The 24th International AIDS Conference
The International AIDS Conference is organized by the International AIDS Society, and according to the AIDS 2022 event is the "world’s most important gathering for people living with and affected by HIV and all those working to address the HIV epidemic."
This year, both SIG and the Global Health Research Center of Central Asia (GHRCCA) presented research at the AIDS 2022. In fact, 13 research projects were presented in total. T32 Fellow Tara McCrimmon presented research from both the E-WORTH study ("Effectiveness of a culturally tailored HIV prevention intervention in promoting PrEP among Black women in community supervision programs in New York City: A randomized clinical trial.") and from an NIMH-funded R34 grant entitled "Optimizing HIV adherence by developing a shared decision support tool to facilitate women's choice between oral and LAI ART."
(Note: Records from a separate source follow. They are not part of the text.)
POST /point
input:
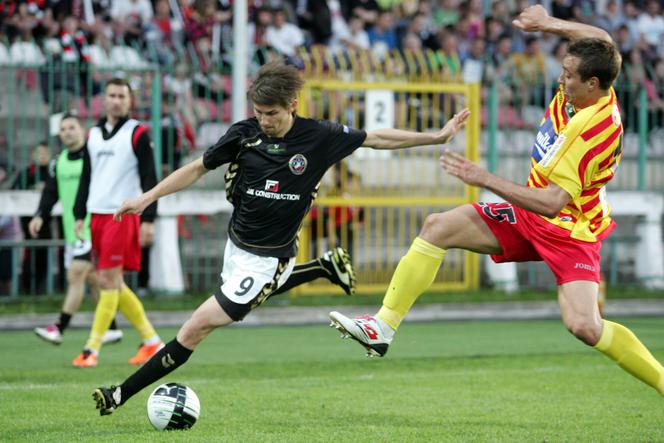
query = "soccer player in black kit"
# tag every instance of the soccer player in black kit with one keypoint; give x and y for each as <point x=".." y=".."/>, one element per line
<point x="276" y="161"/>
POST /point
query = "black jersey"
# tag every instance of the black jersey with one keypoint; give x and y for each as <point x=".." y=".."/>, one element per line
<point x="272" y="182"/>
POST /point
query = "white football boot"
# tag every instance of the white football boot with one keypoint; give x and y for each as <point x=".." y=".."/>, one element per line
<point x="341" y="269"/>
<point x="367" y="330"/>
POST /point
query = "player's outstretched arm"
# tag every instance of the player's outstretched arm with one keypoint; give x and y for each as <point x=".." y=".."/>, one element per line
<point x="537" y="19"/>
<point x="547" y="201"/>
<point x="178" y="180"/>
<point x="398" y="139"/>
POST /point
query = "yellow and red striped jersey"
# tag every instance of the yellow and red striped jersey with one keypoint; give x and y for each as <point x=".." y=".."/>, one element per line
<point x="579" y="151"/>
Of the experience, Ms. McCrimmon shares,
"It was wonderful to have the opportunity to connect and reconnect with HIV researchers, activists and other professionals from around the world; it’s just unfortunate that so many potential attendees were unable to be there in person due to visa processing issues, and that their voices were therefore excluded from our conversations in Montreal."
Ms. McCrimmon continued:
"I was glad to see so much discussion around long-acting modalities for HIV prevention and treatment. So many presentations emphasized that these new products are going to have a very limited impact without corresponding programming to efficiently and equitably deliver them.
I’m so fortunate to be working with Dr. Philbin as part of my doctoral training, as her R34 grant is working to address this gap by developing and piloting a patient decision aid to support women living with HIV in choosing between daily oral and long-acting injectable ART."
At the conference, Ms. McCrimmon also connected with two other SIG-affiliated students who presented research, Azamat Kuskulov and Olivia Cordingley (Project Bridge and Aegida).
Ms. McCrimmon shares more about her specific research:
"The e-poster that I presented is actually based on data from this grant, and is focused on medical/social service providers, who can be key gatekeepers for these new products. The poster looked at how U.S.–based providers perceive long-acting injectable ART, and the reasons that they might or might not offer it to individual patients or groups of patients (particularly to women).
It’s great to be working on such a timely topic, and I’m looking forward to seeing the contribution that this research can make over the next few years."